Motivos para la discriminación
Según el estudio del Parlamento Europeo, para el 56% de los consumidores, la razón principal para la compra transfronteriza es que el producto en cuestión no se encuentra disponible para la compra en su mercado nacional. En estos casos, los consumidores que no pueden proveerse de determinados productos o servicios en las tiendas online de su país, tratan de aprovechar el mercado único a través de tiendas de comercio electrónico internacionales. Sin embargo, en un número significativo de casos, los minoristas en línea de otros Estados miembros rechazan la venta a este tipo de consumidores a través de diferentes maneras (discriminatorias para el consumidor extranjero).

Las razones esgrimidas por las empresas son varias, entre otras las siguientes:
–    costos financieros directos (IVA, impedimentos por copyright en un determinado mercado)
–    costos de conformidad (diferencias en la implementación de las directivas)
–    inputs de los proveedores
–    procesamiento de pagos y pagos en línea (verificación de domicilios, métodos de pago, tipos de cambio)
–    costos de transporte y entrega.
–    Atención al cliente (idiomas)
–    diferencias culturales

El hecho de que las empresas no vendan más allá de las fronteras implica que muchas veces los consumidores encuentren en el mercado nacional menos opciones y más caras, o incluso que no puedan acceder a productos de otros países.

Tipos de discriminaciones hacia el consumidor
1. Negativa a vender a los consumidores de otros Estados miembros

En 2010, el 74% de los minoristas de la UE no vendieron productos o servicios a  clientes de otros países miembros. En este tipo de discriminación, un consumidor extranjero no puede efectuar su pedido a una tienda online específica porque la tramitación del mismo requiere una dirección en un país específico.
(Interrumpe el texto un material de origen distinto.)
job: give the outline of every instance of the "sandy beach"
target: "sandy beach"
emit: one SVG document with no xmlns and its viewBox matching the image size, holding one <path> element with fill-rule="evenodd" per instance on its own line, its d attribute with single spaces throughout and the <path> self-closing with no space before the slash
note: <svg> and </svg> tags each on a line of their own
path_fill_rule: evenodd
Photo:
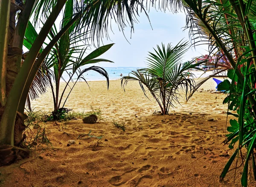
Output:
<svg viewBox="0 0 256 187">
<path fill-rule="evenodd" d="M 234 150 L 221 144 L 227 133 L 227 106 L 222 104 L 226 96 L 205 91 L 216 86 L 212 79 L 187 102 L 181 98 L 180 104 L 165 115 L 157 113 L 158 105 L 149 93 L 150 100 L 145 96 L 137 82 L 130 82 L 125 92 L 120 80 L 111 81 L 108 90 L 106 81 L 88 83 L 90 89 L 78 83 L 65 107 L 73 112 L 99 108 L 102 118 L 93 124 L 71 120 L 61 129 L 59 123 L 47 123 L 52 147 L 0 168 L 0 186 L 240 186 L 241 159 L 236 170 L 232 165 L 219 181 Z M 50 112 L 51 97 L 49 91 L 32 106 Z M 125 132 L 116 128 L 113 120 L 124 123 Z M 103 137 L 99 141 L 77 138 L 90 132 Z M 67 147 L 69 140 L 76 144 Z"/>
</svg>

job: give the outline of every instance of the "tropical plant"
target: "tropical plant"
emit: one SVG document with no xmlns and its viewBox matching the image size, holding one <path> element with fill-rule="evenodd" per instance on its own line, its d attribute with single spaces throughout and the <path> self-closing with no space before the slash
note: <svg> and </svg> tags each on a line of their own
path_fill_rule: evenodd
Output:
<svg viewBox="0 0 256 187">
<path fill-rule="evenodd" d="M 71 5 L 71 16 L 65 18 L 61 29 L 43 48 L 60 13 Z M 0 0 L 0 142 L 7 145 L 0 149 L 0 152 L 0 152 L 1 165 L 13 161 L 24 151 L 19 149 L 14 152 L 12 147 L 22 145 L 26 100 L 38 69 L 60 38 L 71 30 L 78 39 L 99 41 L 102 35 L 107 33 L 112 17 L 120 28 L 128 23 L 133 29 L 138 7 L 145 10 L 138 0 Z M 32 15 L 34 23 L 41 28 L 21 65 L 25 33 L 30 32 L 27 26 Z"/>
<path fill-rule="evenodd" d="M 68 2 L 67 3 L 68 4 L 66 6 L 63 14 L 62 24 L 60 29 L 65 26 L 65 24 L 70 19 L 73 14 L 73 5 L 71 2 Z M 113 43 L 99 47 L 84 57 L 84 54 L 88 50 L 87 47 L 88 45 L 83 44 L 82 39 L 79 39 L 78 38 L 76 33 L 73 32 L 74 29 L 74 27 L 70 28 L 56 43 L 47 57 L 42 67 L 42 69 L 46 71 L 47 77 L 50 83 L 54 104 L 54 110 L 52 111 L 52 116 L 53 119 L 55 120 L 59 120 L 58 116 L 61 116 L 64 113 L 65 113 L 69 111 L 64 108 L 65 104 L 77 81 L 81 78 L 86 81 L 83 77 L 83 75 L 86 72 L 90 70 L 95 71 L 105 76 L 107 79 L 107 84 L 108 88 L 108 75 L 103 68 L 97 66 L 92 66 L 84 68 L 81 70 L 80 68 L 84 65 L 99 62 L 113 62 L 107 59 L 96 58 L 109 49 Z M 48 36 L 50 40 L 55 37 L 56 33 L 57 33 L 58 31 L 59 31 L 57 30 L 57 27 L 54 24 Z M 53 70 L 52 69 L 53 69 Z M 60 93 L 61 79 L 63 79 L 62 75 L 64 72 L 67 73 L 69 76 L 69 78 L 67 80 L 64 80 L 66 81 L 66 86 L 62 93 Z M 73 81 L 74 75 L 77 76 L 76 80 L 75 82 Z M 55 89 L 52 83 L 52 79 L 54 81 Z M 73 82 L 73 83 L 62 106 L 61 107 L 64 93 L 68 86 L 69 86 L 69 84 L 70 82 Z"/>
<path fill-rule="evenodd" d="M 192 60 L 182 67 L 182 60 L 188 47 L 188 42 L 182 40 L 175 46 L 170 43 L 167 47 L 163 43 L 161 46 L 157 45 L 154 53 L 149 52 L 146 58 L 147 68 L 133 71 L 122 78 L 124 89 L 128 81 L 138 81 L 145 95 L 144 86 L 158 104 L 162 113 L 168 114 L 170 107 L 174 106 L 174 102 L 178 102 L 180 89 L 185 90 L 187 99 L 194 92 L 193 74 L 190 74 L 189 78 L 187 73 L 189 69 L 197 69 L 195 66 L 204 62 L 194 63 Z"/>
<path fill-rule="evenodd" d="M 182 67 L 183 68 L 183 67 L 185 67 L 186 65 L 189 64 L 190 63 L 190 62 L 189 61 L 186 61 L 184 63 L 182 63 Z"/>
</svg>

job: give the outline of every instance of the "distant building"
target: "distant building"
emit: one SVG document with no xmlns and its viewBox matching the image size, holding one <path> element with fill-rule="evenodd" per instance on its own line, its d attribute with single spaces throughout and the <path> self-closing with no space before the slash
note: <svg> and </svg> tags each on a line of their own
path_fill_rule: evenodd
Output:
<svg viewBox="0 0 256 187">
<path fill-rule="evenodd" d="M 198 63 L 202 61 L 207 61 L 209 63 L 212 63 L 214 61 L 214 57 L 212 57 L 208 55 L 203 55 L 202 57 L 201 57 L 199 58 L 196 58 L 193 63 Z M 208 66 L 207 67 L 211 68 L 211 66 Z M 212 66 L 214 67 L 214 66 Z M 205 67 L 206 67 L 206 66 L 204 64 L 200 64 L 199 66 L 196 66 L 197 68 L 200 68 L 201 69 L 203 69 Z"/>
</svg>

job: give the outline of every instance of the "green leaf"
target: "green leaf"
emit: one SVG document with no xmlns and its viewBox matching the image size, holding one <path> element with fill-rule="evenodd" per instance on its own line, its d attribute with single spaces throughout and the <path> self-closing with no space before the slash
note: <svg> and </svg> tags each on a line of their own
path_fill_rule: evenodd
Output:
<svg viewBox="0 0 256 187">
<path fill-rule="evenodd" d="M 109 49 L 111 47 L 114 45 L 114 43 L 111 43 L 110 44 L 106 45 L 95 49 L 94 51 L 87 55 L 86 57 L 84 58 L 81 62 L 81 63 L 83 64 L 86 64 L 86 62 L 87 61 L 93 59 L 94 58 L 96 58 L 99 56 L 101 55 L 108 49 Z"/>
<path fill-rule="evenodd" d="M 224 80 L 222 82 L 218 84 L 217 90 L 218 91 L 228 91 L 230 89 L 231 84 L 227 79 Z"/>
</svg>

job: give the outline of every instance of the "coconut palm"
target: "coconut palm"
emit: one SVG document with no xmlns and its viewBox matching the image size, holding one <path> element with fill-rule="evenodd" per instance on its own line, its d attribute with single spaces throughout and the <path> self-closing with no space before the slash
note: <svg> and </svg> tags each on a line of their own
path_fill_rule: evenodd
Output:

2. Aspectos discriminatorios del redireccionamiento

En este caso, los negocios en línea en lugar de negarse a celebrar un contrato con otros consumidores internacionales, redirigen al consumidor a una tienda online localizada en su país. Por tanto los operadores de comercio electrónico utilizan webs destinadas a vender en un país en concreto.

3. Discriminación a través de la utilización de términos y condiciones distintas

En estos casos se ofrecen opciones diferentes relativas al pago, entrega y costos de transporte del los bienes y servicios ofertados, según el lugar de localización del consumidor, distinguiendo entre los consumidores nacionales e internacionales.

Tal y como se menciona en el informe,  la Comisión Europea ha propuesto una normativa común europea de compraventa (Common European Sales Law) así como una reciente legislación relativa a los métodos de resolución alternativa de conflictos (ADR) que constituyen  pasos en la dirección correcta para la eliminación los obstáculos del Mercado Único Digital  (DSM), siendo más efectivos que la mera presión  a las empresas para que extiendan sus actividades a todo el territorio de la UE.

El sistema actual de derecho internacional privado y procesal de la UE obliga a la empresa a litigar en el extranjero y a aplicar la ley nacional del consumidor extranjero, ley que es desconocida para el operador de comercio electrónico. Es por eso que las iniciativas legislativas mencionadas son de capital importancia para superar las barreras existentes en el comercio electrónico intraeuropeo.